376.1 - Loss of hepatic Drp1 contributes to alcohol-induced megamitochondria and exacerbates alcoholic hepatitis via impaired mitophagy and mitochondrial lipid oxidation
Tuesday, April 5, 2022
8:30 AM – 8:45 AM
Room: 116 - Pennsylvania Convention Center
Xiaowen Ma (The University of Kansas Medical Center), Zhaoli Sun (Johns Hopkins University School of Medicine), Hiromi Sesaki (Johns Hopkins University School of Medicine), Tiangang Li (University of Oklahoma ), Hongmin Ni (The University of Kansas Medical Center), Wen-Xing Ding (The University of Kansas Medical Center)

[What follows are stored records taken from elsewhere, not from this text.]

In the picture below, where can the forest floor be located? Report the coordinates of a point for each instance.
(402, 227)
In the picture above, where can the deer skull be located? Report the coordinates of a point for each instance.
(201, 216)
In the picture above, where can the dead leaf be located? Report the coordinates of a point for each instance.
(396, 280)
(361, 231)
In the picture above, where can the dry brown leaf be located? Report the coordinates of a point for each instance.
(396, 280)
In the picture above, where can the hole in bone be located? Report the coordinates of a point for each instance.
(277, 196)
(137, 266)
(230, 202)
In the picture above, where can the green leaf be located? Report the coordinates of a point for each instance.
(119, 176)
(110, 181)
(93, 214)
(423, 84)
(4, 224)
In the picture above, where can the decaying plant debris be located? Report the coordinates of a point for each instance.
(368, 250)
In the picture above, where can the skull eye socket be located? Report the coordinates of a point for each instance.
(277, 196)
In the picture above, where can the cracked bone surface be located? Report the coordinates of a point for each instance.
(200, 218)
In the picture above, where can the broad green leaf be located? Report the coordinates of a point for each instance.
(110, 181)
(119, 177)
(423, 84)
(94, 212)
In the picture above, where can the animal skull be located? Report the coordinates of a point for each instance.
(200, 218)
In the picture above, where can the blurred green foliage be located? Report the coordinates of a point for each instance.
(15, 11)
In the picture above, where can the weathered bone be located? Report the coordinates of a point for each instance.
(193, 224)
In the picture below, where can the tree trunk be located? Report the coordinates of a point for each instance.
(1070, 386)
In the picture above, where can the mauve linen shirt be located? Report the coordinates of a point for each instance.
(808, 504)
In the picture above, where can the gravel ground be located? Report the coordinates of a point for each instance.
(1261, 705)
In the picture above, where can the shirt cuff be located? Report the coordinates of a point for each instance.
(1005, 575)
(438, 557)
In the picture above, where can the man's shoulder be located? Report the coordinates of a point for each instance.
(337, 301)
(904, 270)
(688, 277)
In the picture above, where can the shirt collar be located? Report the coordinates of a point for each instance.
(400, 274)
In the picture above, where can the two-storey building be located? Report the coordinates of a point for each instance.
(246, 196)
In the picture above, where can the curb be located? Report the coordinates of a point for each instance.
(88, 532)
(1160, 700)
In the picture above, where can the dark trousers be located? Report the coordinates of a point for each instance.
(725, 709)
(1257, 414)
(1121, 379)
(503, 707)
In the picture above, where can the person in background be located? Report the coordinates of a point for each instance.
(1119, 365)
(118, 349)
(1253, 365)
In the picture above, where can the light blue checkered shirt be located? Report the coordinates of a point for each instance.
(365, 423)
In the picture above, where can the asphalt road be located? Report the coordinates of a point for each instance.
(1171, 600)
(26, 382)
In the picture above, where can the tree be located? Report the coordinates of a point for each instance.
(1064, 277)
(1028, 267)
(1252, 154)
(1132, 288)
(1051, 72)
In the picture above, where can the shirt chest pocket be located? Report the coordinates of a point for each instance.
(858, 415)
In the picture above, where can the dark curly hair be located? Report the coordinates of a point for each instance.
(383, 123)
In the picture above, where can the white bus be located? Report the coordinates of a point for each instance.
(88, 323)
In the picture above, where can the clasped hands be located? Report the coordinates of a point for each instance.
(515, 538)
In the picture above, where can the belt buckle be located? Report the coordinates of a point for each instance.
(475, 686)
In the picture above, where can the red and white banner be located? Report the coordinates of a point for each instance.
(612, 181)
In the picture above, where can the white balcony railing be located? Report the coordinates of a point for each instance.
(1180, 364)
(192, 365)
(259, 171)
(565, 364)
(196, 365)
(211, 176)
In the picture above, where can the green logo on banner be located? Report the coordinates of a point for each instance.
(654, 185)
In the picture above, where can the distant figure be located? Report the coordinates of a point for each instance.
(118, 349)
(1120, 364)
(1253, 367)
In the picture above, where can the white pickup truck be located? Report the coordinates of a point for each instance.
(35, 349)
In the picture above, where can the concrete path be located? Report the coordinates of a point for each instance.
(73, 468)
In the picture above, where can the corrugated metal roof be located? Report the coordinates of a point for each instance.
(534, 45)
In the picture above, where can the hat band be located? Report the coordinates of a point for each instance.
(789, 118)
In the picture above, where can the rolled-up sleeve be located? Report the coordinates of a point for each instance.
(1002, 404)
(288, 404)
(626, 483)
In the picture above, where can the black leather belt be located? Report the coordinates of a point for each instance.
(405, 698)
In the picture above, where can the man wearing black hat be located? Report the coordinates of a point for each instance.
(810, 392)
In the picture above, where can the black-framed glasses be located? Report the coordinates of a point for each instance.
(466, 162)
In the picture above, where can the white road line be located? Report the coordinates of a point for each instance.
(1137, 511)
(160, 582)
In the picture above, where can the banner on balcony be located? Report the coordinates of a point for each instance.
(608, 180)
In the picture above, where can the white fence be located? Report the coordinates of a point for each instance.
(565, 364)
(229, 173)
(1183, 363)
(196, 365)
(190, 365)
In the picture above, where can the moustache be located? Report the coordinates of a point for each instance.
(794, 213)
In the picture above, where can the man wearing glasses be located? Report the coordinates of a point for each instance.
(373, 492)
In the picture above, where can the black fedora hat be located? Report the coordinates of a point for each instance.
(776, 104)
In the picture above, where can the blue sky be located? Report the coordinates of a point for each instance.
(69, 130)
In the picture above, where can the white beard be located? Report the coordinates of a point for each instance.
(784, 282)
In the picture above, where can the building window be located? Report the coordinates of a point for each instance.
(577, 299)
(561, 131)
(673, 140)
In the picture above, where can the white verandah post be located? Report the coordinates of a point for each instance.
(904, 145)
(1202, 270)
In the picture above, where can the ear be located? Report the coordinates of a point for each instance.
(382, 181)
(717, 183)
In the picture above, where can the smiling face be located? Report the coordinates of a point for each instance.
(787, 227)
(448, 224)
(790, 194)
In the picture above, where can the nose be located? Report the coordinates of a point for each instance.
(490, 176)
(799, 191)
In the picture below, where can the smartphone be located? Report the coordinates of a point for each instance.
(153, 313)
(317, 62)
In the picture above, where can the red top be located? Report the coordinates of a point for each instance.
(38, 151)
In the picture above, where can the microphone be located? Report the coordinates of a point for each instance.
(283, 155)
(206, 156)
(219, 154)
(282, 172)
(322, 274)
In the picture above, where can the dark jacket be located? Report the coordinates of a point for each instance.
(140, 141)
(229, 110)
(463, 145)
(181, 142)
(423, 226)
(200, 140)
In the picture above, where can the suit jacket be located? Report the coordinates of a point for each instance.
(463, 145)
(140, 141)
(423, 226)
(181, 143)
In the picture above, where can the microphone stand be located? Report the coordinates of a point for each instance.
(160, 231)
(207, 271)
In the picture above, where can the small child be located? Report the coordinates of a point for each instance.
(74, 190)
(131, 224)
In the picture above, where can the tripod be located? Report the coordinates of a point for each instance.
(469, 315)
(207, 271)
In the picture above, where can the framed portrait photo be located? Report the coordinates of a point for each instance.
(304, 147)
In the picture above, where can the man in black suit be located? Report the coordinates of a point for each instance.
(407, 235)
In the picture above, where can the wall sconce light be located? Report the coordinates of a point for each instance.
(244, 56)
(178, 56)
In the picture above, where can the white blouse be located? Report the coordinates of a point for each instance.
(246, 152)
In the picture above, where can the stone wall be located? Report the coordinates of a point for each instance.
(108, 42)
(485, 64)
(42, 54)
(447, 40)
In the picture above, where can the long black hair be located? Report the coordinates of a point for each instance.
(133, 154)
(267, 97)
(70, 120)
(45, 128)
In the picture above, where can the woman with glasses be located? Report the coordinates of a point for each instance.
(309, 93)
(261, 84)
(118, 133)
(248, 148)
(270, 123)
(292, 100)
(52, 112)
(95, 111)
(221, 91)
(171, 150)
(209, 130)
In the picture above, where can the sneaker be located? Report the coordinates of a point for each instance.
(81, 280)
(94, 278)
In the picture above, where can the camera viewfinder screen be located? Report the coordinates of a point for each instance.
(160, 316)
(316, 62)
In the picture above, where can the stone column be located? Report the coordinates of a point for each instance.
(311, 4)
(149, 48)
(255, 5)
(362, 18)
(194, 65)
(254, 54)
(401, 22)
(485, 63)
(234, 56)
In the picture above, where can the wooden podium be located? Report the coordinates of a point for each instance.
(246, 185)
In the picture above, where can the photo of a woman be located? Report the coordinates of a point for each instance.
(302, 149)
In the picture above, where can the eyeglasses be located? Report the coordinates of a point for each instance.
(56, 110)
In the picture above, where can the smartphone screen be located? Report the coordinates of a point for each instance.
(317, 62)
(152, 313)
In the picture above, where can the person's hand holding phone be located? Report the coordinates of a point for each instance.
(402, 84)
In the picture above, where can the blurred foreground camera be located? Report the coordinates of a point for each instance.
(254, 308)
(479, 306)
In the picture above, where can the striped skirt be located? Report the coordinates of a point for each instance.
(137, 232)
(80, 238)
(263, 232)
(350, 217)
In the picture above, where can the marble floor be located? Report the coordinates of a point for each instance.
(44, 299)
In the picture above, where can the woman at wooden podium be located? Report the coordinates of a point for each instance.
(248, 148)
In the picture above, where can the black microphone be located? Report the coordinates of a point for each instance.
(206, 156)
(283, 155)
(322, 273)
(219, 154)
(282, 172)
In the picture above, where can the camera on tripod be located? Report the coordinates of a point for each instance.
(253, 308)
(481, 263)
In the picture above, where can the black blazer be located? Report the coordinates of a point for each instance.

Presenting Author The University of Kansas Medical Center
Alcohol-related liver disease (ALD) is a worldwide health issue that claims two million lives in the U.S. each year. Increased megamitochondria and impaired mitophagy in hepatocytes have been linked to the pathogenesis of ALD. However, the exact mechanisms by which alcohol increases megamitochondria and impairs mitophagy and how this contributes to the pathogenesis of ALD remain largely unknown. Here we showed that dynamin-related protein 1 (Drp1), the key mitochondrial fission protein, decreased at both mRNA and protein levels in human alcoholic hepatitis (AH) and an experimental ALD mouse model. Electron microscopy studies revealed increased number of megamitochondria in human AH and experimental mouse ALD. Liver-specific Drp1 knockout mice had increased megamitochondria and decreased mitophagy with increased liver injury, inflammation and pre-fibrotic conditions, which were further exacerbated by chronic plus binge alcohol feeding. RNAseq and q-PCR analysis revealed increased gene expression in the cGAS-STING-Interferon signaling pathway in liver-specific Drp1 KO mice regardless of alcohol feeding. Unbiased metabolomics studies showed accumulation of acylcarnitine fatty acids and decreased both oxidized and reduced glutathione metabolites in ethanol fed mice regardless of Drp1 genotypes. However, the levels of itaconate, a metabolite associated with inflammation and TCA cycle increased in Drp1 KO mice regardless of ethanol feeding. Further mechanistic studies revealed that the transcription factor EB (TFEB) bound to the promoter region of Drp1, and overexpression or knockout of TFEB increased or decreased Drp1 expression in hepatocytes, respectively. Ethanol fed liver-specific Drp1 KO mice had increased cytosolic mtDNA release, decreased mitophagy and increased mitochondrial dysfunction, which may account for the increased activation of cGAS-STING-Interferon signaling pathways and liver injury. In conclusion, alcohol consumption decreases hepatic Drp1 resulting in increased megamitochondria and impaired mitophagy that promotes alcoholic hepatitis by mitochondria-mediated inflammation and cell injury.